Si aggiunge che al lavoro precario e temporaneo si collega pure una maggiore incidenza di infortuni sul lavoro, in quanto spesso ne è vittima chi viene chiamato a svolgere le mansioni più rischiose senza adeguata formazione o tutoraggio, in condizioni fisiche di lavoro peggiori delle normali e con carichi di impiego pesanti che, quindi, causano incidenti più frequenti.
Nelle suddette evenienze spesso si riscontra anche il mancato rispetto della normativa antinfortunistica da parte datoriale.
Per l’insieme delle suddette ragioni − pur in presenza di molteplici regole nazionali, UE e internazionali e di diverse Convenzioni OIL a partire dalla Convenzione OIL n. 155 del 1981 − si registrano, purtroppo, frequenti infortuni sul lavoro con esito letale, non solo nei settori dell’agricoltura e dell’edilizia, ma in tutti i settori lavorativi (come è emblematicamente confermato dal recente terribile incidente ferroviario di Brandizzo).
E dalle recenti rilevazioni nazionali si desume una preoccupante tendenza all’aumento delle morti sul lavoro nel nostro Paese, con una tragica media di 12 decessi alla settimana.
Sono anche in aumento le tecnopatie da costrittività organizzativa, oltre alle molestie e alle violenze, tanto che l’OIL di recente ha emanato l’importante Convenzione n. 190 sull’eliminazione della violenza e delle molestie sul luogo di lavoro, ratificata e resa esecutiva con la legge 15 gennaio 2021, n. 4 che è il primo trattato internazionale specificamente diretto a combattere la violenza e le molestie nel mondo del lavoro e che, infatti, contiene una normativa dettagliata che potrà essere molto utile per definire le diverse plurime fattispecie, come ritenuto anche dall’INAIL.
La giurisprudenza della Corte di cassazione ha esaminato molte delle suindicate situazioni, facendo, ad esempio, rientrare nell’obbligo datoriale di protezione della salute del lavoratore nell’ambiente di lavoro di cui all’art. 2087 cod. civ. anche la tutela contro le tecnopatie da costrittività organizzativa, con la precisazione che essa si può configurare sia in presenza di comportamenti stressogeni scientemente attuati dal datore di lavoro nei confronti di un dipendente, sia in caso di una condotta datoriale che colposamente consenta il mantenersi di un ambiente stressogeno fonte di danno alla salute (Cass. 11 novembre 2022, n, 33428).
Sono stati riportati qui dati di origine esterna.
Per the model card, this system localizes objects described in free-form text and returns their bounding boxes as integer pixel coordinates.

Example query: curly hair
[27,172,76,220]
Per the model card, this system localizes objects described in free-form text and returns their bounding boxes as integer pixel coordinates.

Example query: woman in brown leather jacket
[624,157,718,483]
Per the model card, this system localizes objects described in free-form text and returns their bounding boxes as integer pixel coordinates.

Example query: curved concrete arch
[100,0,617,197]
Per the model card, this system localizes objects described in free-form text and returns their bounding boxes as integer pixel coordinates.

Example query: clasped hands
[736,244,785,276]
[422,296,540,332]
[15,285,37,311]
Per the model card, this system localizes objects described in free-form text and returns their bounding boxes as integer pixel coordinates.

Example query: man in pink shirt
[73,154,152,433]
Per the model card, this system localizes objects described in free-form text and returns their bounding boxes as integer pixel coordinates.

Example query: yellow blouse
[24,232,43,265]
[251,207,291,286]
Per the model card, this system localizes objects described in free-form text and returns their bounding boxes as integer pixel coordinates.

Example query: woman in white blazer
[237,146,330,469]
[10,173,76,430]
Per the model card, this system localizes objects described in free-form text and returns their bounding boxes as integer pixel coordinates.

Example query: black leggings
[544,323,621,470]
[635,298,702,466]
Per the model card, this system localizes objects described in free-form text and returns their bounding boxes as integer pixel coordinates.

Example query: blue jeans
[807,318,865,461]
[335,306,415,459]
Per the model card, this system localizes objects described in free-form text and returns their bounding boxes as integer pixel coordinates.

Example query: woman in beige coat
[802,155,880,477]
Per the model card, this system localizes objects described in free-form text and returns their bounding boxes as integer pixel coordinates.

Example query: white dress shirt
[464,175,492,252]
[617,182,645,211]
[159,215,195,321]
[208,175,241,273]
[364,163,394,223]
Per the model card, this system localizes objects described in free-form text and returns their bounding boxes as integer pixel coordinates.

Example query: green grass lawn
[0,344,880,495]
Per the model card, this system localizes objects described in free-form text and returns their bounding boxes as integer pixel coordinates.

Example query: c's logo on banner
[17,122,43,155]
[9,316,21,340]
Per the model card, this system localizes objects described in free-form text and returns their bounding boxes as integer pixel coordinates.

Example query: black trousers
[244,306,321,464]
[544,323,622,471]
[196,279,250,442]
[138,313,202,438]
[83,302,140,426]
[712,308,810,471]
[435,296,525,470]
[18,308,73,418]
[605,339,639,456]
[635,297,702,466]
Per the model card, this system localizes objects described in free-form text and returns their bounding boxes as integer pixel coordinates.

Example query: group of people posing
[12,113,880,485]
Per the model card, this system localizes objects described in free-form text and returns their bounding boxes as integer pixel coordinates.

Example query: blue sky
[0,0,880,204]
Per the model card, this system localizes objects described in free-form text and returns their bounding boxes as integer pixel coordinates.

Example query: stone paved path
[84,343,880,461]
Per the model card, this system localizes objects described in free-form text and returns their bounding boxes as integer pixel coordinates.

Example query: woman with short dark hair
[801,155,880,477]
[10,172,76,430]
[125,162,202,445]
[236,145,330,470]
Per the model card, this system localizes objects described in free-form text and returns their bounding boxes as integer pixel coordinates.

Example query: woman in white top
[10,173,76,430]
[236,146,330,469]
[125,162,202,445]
In sintesi, la normativa nazionale, UE e internazionale in materia di tutela della salute nei luoghi di lavoro è molto abbondante e lo è anche la giurisprudenza a partire da quella della Corte di cassazione.
Purtroppo, però non può negarsi che continui a registrarsi un aumento delle violazioni e degli infortuni anche con esito letale.
Questo viene amaramente rilevato anche nel libro del Prof. Marco Biasi.
Eppure, come si è osservato, l’OIL, da molti anni, ha sottolineato che per accedere alla logica della prevenzione e del benessere lavorativo è necessario – in particolare per il nostro Paese − un mutamento di mentalità e di approccio al lavoro, per i datori di lavoro e anche per i lavoratori, pure nell’ambito del lavoro pubblico dove si deve puntare ad un profondo cambiamento nei comportamenti delle Amministrazioni e dei suoi dirigenti, ma anche dei dipendenti.
A ciò va aggiunto che, nel corso del tempo, la nozione di “benessere organizzativo” sia divenuta comprensiva della tutela sia della salute e della sicurezza dei lavoratori sia della “salus” di tutto il contesto lavorativo e quindi della legalità di tale contesto e, per il tramite del lavoro pubblico, della legalità dello Stato.
Tuttora, però, non si registra nel mondo del lavoro nazionale un prevalente orientamento al “benessere nel luogo di lavoro”, inteso nel suddetto modo, che risulta conforme alle conclusioni di accreditati studi e ricerche sulle organizzazioni degli ambienti di lavoro secondo cui le strutture più efficienti sono quelle con dipendenti soddisfatti e un “clima interno” sereno e partecipativo, arrivando ad includervi pure trasparenza ed anticorruzione nel pubblico impiego, come si è detto .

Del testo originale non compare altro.